Fiat Chrysler Automobiles Inc. (NYSE: FCAU) executives have to be scratching their heads and asking what it takes to sell a Fiat in America. They have not come close to an answer.
Fiat sales dropped 24% last month to 2,622. It should be too little to keep the brand alive in the United States.
Fiat’s sales for January through October were nearly as bad. Off 20% year over year, they totaled 27,721. This would have been worse if not for the new Spider, which sold 1,875 units for the period, against none last year.
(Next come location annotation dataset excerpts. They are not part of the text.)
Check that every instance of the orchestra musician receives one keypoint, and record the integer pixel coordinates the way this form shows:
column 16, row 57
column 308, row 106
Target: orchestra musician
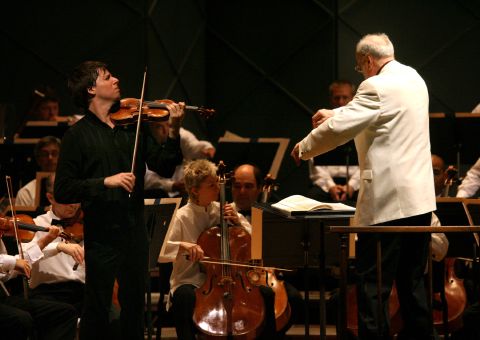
column 200, row 213
column 246, row 189
column 26, row 319
column 95, row 169
column 471, row 183
column 327, row 179
column 192, row 148
column 46, row 155
column 54, row 276
column 388, row 117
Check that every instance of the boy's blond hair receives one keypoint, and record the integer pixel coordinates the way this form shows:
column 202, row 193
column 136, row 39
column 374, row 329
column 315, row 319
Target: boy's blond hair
column 195, row 173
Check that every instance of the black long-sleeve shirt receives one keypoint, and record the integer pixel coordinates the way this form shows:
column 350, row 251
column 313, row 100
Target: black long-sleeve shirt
column 91, row 151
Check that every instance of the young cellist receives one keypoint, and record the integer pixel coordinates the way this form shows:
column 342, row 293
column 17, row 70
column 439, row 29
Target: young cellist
column 200, row 213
Quality problems continue to bedevil the Fiat, as do the large number of competitors for low-weight, high-mileage, low-priced cars. Fiat ranked next to last in the new Consumer Reports Car Brand Reliability study, which rates 29 brands in all. Its 500L was listed as one of the 10 least reliable cars:
Price as tested $24,595
Trouble spots Slipping or lock-up transmission, power equipment, drive system, in-car electronics
This Italian confection feels undercooked and has several significant flaws. It earned a dismal road-test score, thanks in part to a stiff ride, flat seats, and an odd driving position. No surprise, owner satisfaction is also low—meaning a strong percentage of owners wish they hadn’t bought this hatchback. The 500L also has one of the worst reliability scores among all new cars in our recent survey. If that still isn’t enough to dissuade you, it scored a Poor in the Insurance Institute for Highway Safety’s small-overlap frontal crash test. To its credit, this quasi-wagon responds eagerly in turn, handles securely at its limit, and has a roomy cabin. But it would take more than those virtues for this to earn a place on a smart shopper’s list.
Fiats run from just under $20,000 up to $31,000 as base stickers for models. There is no single major manufacturer of non-luxury cars with U.S. dealerships that does not have one or more competing models.